Marenkov antwortete nicht gleich. „Er will uns loswerden – und wenn er dazu noch jemanden umlegen muss, dann tut er das.“
„Wer könnte da noch auf der Liste stehen?“
„Da fragen Sie mich zuviel, Harry.“
Ich fragte: „Und wen hat er in der Galerie umgebracht?“
„Vielleicht bekommt er ja noch Gelegenheit, uns das zu erklären“, glaubte Rudi.
Marenkov schüttelte den Kopf. „Ich glaube, Sie sind zu optimistisch, Rudi.“
„Wieso?“
„Weil wir immer einen Schritt zu spät sein werden. Wir müssen uns in ihn hineinversetzen und versuchen, seine Handlungsweise vorauszusehen. Sonst entwischt er uns.“
Marenkov erhob sich wieder.
„Leichter gesagt als getan“, lautete Rudis ernüchterndes Fazit.
„Es ist die einzige Chance. Ich habe übrigens telefonisch Kontakt zu einem ehemaligen KGB-Agenten aufgenommen der jahrelang für die Sowjetunion tätig war und sich nach dem Ende der Sowjetunion in den Ruhestand verabschiedet hat.“
„Um wen handelt es sich?“
Marenkov lächelte. „Das kann ich Ihnen nicht sagen, Harry. Der Mann würde sich der deutschen Strafverfolgung aussetzen. Aber er weiß hervorragend Bescheid und er hatte zum selben Netzwerk Kontakt, zu dem auch Bykow gehörte. Wer einmal dazugehörte, wird von den anderen nie aus den Augen gelassen. Das ist nun mal so.“
„Sie wissen, dass Sie hier auf deutschem Boden nicht allein ermitteln dürfen“, gab ich ihm zu bedenken.
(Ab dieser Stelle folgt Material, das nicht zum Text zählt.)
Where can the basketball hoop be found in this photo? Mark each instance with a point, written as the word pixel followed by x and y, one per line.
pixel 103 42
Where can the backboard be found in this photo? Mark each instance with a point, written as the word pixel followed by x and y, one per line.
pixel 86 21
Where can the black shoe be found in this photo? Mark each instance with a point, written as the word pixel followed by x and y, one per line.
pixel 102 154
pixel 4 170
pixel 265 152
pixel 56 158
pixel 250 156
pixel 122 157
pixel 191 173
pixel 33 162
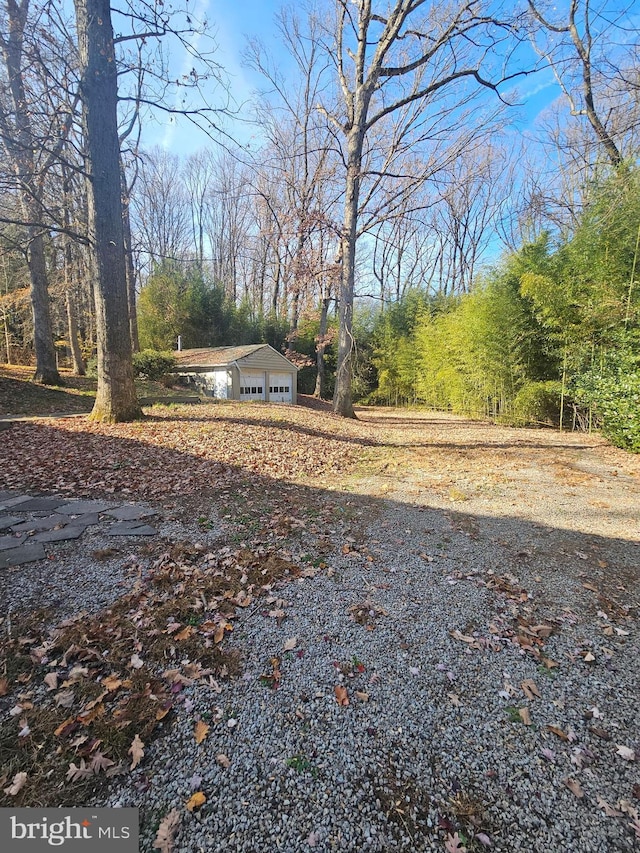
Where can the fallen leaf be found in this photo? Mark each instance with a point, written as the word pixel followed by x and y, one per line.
pixel 574 787
pixel 100 762
pixel 525 716
pixel 195 801
pixel 453 844
pixel 112 682
pixel 74 774
pixel 51 680
pixel 64 698
pixel 16 785
pixel 167 831
pixel 201 731
pixel 342 697
pixel 601 733
pixel 558 732
pixel 136 751
pixel 608 810
pixel 625 752
pixel 530 689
„Das weiß ich. Aber ich darf doch private Gespräche führen oder? Mein Kontaktmann kennt Bykow sehr gut und könnte uns weiterhelfen.“
„Ich gehe davon aus, dass wir Sie bei dem Treffen begleiten.“
„Dann würde mein Kontaktmann nicht einen Ton sagen. Er ist scheu wie ein Reh.“
Unsere Blicke begegneten sich.
Er musterte mich auf eine Weise, die mir seltsam vorkam.
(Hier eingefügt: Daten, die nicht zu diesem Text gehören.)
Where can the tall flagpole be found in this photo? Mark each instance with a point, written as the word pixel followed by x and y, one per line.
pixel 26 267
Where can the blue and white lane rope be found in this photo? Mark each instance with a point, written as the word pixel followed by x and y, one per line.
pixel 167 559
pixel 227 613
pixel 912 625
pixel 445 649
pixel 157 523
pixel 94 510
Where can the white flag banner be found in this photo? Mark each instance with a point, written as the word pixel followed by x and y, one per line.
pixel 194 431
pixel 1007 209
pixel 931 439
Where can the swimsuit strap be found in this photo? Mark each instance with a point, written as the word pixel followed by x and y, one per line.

„Sprechen Sie mit Kriminaldirektor Bock, bevor Sie sich in diese juristische Grauzone begeben. Sonst stehen wir am Ende mit Beweisen da, die vor Gericht nicht zugelassen werden, weil die Rechte des Angeklagten verletzt wurden!“
„Wie Sie meinen“, murmelte Marenkov düster.
Es war ihm anzusehen, dass ihm diese Aussicht nicht behagte.